First off we notice that there is an integration test called test_get_exit_policy() that’s already written. This exercises the interaction of stem’s Controller.get_exit_policy() method, and is not relevant for our test since there are no stem methods to make use of all exit-policy/* queries (if there were, likely they’d be tested already. Maybe you want to write a stem feature, but I chose to just add tests).

Our test requires a tor controller connection, so we’ll use the @require_controller annotation for our test_exit_policy() method. We need a controller instance, which we get from test.runner.get_runner().get_tor_controller(). The attached Tor instance is configured as a client, but the exit-policy GETINFO queries need a relay to work, so we have to change the config (using controller.set_options()). This is OK for us to do, we just have to remember to set DisableNetwork so we don’t actually start an exit relay and also to undo the changes we made (by calling controller.reset_conf() at the end of our test). Additionally, we have to configure a static Address for Tor to use, because it refuses to build a descriptor when it can’t guess a suitable IP address. Unfortunately, these kinds of tripwires are everywhere. Don’t forget to file appropriate tickets if you notice any strange behaviour that seems totally unreasonable.

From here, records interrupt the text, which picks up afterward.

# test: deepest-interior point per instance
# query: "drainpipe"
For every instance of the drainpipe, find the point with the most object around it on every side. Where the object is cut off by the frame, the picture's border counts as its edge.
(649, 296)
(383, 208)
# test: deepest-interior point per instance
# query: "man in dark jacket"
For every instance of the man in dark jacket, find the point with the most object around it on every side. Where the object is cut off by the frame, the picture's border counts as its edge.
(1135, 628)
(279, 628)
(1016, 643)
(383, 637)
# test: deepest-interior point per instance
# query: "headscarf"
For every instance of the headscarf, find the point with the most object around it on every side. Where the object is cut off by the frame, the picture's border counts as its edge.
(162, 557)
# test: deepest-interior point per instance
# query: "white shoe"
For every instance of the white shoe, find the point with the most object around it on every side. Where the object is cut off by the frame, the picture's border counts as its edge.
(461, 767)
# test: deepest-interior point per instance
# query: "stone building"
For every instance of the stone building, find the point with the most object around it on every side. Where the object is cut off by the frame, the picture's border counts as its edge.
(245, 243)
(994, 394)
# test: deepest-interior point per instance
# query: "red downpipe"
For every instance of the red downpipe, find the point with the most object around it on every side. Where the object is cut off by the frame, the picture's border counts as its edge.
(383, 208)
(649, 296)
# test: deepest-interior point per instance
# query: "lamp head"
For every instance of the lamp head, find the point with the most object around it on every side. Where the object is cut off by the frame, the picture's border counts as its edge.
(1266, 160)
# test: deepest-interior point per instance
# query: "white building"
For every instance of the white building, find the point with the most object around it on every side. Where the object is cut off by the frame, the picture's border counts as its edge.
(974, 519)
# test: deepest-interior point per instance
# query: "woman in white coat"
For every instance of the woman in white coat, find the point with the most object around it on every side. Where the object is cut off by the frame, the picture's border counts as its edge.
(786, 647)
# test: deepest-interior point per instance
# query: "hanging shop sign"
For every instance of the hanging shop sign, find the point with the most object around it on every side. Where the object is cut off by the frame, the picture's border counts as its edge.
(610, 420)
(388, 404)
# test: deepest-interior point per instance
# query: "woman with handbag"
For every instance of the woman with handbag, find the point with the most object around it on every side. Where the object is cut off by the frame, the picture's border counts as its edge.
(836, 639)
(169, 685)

Check out the test_exit_policy() function in abovementioned file to see the final implementation for this test.

System testing with Chutney

The ‘chutney’ program configures and launches a set of Tor relays, authorities, and clients on your local host. It has a test network functionality to send traffic through them and verify that the traffic arrives correctly.

You can write new test networks by adding them to networks. To add them to Tor’s tests, add them to the test-network or test-network-all targets in Makefile.am.

(Adding new kinds of program to chutney will still require hacking the code.)